Before using this code to recover the face model, you need to do the following two things in ShapefromNormal/:

  • Compile process_normal.cpp
g++ -O2 -std=c++11 process_normal.cpp -o process_normal `pkg-config --cflags --libs opencv`
  • Compile view_depth.cpp
g++ -O2 -std=c++11 view_depth.cpp -o view_depth `pkg-config --cflags --libs opencv`

2. On the sample subjet

Given a normal map and proxy parameters estimated from our network, a hight quality 3D face model can be reconstructed using the following command:

# Reconsturct 3D face model of our sample subject
cd ShapefromNormal 
bash run.sh
# Please check the 'depth.obj' in output/

3. On your own subjects

You need to create a new list to store the path of the normal map and proxy parameters for a single subject, like 'ShapefromNormal/list.txt'. You can contain more subject's paths at the same time.

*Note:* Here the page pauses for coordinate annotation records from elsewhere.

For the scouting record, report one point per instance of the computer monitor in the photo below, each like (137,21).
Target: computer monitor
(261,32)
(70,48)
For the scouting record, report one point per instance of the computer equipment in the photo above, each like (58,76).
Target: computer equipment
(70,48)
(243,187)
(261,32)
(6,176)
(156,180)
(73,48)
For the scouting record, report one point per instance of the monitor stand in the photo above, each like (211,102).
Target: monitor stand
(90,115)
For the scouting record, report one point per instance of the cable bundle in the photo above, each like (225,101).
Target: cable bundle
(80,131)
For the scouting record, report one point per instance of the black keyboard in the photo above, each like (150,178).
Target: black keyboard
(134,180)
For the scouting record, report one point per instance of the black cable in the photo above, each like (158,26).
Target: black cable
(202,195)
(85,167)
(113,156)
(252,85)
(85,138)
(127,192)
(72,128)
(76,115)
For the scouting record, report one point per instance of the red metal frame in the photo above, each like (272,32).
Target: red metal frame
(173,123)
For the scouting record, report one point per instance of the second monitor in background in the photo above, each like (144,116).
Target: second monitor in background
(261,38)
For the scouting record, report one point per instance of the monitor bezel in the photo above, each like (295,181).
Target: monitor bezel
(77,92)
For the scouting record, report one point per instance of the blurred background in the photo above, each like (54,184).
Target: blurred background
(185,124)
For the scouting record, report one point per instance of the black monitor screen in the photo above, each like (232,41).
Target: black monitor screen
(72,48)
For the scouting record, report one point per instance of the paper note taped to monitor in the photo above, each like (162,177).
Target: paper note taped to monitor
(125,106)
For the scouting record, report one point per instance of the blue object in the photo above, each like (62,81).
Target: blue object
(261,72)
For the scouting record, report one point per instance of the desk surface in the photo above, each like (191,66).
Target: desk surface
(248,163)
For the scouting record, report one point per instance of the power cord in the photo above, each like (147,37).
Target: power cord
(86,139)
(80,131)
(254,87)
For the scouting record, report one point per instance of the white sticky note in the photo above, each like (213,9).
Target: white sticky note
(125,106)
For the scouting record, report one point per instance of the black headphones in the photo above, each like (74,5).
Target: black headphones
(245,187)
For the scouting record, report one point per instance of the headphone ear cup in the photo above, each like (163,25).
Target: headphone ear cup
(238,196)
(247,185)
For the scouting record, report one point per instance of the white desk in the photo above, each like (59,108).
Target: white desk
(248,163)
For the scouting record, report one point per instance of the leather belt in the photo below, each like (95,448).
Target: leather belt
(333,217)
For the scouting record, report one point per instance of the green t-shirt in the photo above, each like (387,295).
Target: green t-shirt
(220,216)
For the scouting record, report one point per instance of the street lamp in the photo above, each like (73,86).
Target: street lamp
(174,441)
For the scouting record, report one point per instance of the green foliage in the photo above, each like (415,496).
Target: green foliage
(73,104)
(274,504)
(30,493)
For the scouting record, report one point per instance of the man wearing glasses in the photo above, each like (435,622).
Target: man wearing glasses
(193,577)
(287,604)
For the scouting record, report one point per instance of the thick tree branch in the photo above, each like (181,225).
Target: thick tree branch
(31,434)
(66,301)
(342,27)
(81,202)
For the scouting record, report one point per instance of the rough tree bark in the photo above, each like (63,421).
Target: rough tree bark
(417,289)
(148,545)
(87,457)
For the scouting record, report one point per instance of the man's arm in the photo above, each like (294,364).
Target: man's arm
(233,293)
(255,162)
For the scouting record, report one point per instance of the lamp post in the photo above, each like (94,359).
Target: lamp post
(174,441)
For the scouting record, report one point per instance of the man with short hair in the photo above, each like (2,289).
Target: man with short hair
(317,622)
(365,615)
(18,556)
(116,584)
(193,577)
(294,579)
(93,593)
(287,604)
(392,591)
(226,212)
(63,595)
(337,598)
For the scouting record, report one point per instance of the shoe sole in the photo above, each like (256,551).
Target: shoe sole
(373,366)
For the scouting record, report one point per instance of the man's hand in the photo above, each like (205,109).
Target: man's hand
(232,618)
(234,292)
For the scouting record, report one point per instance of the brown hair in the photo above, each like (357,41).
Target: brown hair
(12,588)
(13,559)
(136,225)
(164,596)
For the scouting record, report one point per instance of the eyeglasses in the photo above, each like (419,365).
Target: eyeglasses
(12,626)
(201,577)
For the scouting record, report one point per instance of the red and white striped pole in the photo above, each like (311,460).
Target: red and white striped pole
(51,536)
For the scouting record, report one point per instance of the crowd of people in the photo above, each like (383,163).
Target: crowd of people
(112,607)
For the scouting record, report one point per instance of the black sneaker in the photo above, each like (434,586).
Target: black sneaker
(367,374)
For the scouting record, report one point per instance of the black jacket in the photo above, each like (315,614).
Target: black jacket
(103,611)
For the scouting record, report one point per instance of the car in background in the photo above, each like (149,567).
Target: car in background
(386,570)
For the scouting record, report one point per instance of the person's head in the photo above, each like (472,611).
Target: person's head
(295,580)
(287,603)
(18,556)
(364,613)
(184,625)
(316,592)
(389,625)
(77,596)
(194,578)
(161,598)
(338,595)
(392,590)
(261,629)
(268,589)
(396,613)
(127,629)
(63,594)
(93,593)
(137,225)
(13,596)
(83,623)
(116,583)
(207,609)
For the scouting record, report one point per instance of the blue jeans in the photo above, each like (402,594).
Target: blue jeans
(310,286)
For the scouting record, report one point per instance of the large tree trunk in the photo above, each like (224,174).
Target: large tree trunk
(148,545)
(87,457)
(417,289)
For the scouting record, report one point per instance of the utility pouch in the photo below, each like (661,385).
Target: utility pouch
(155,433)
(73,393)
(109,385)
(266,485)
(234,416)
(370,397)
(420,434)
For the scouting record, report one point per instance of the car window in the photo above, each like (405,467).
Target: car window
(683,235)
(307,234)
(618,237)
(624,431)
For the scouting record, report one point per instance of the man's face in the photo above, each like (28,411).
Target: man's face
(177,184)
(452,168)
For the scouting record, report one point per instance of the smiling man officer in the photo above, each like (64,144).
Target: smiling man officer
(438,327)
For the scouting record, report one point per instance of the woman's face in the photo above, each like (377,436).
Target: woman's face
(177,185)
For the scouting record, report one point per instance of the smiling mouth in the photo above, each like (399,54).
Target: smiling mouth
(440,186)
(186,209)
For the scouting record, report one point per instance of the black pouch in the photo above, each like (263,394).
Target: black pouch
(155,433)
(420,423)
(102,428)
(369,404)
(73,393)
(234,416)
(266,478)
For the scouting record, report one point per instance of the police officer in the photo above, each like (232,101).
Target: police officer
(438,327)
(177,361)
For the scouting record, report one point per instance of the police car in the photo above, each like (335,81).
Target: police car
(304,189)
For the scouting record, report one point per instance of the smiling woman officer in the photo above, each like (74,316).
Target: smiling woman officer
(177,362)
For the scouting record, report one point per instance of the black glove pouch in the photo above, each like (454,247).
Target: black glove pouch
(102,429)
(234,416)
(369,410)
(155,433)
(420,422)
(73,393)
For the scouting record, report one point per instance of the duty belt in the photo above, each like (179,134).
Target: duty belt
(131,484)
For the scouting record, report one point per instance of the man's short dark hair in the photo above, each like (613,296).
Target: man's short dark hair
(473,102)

After preparing your list you can call the following command:

# Reconsturct 3D face model of your own subjects
# You need to adjust 'run.sh' according to your specific situation
cd ShapefromNormal
bash run.sh

Then you can check the outputs in your listed paths.

Citation

Please cite the following papers if it helps your research:

@inproceedings{Wang2020Lightweight,
     title={Lightweight Photometric Stereo for Facial Details Recovery},
     author={Wang, Xueying and Guo, Yudong and Deng, Bailin and Zhang, Juyong},
     booktitle={IEEE Conference on Computer Vision and Pattern Recognition (CVPR)},
     year={2020}
}

Acknowledgement

This work was supported by the National Natural Science Foundation of China (No. 61672481), and Youth Innovation Promotion Association CAS (No. 2018495).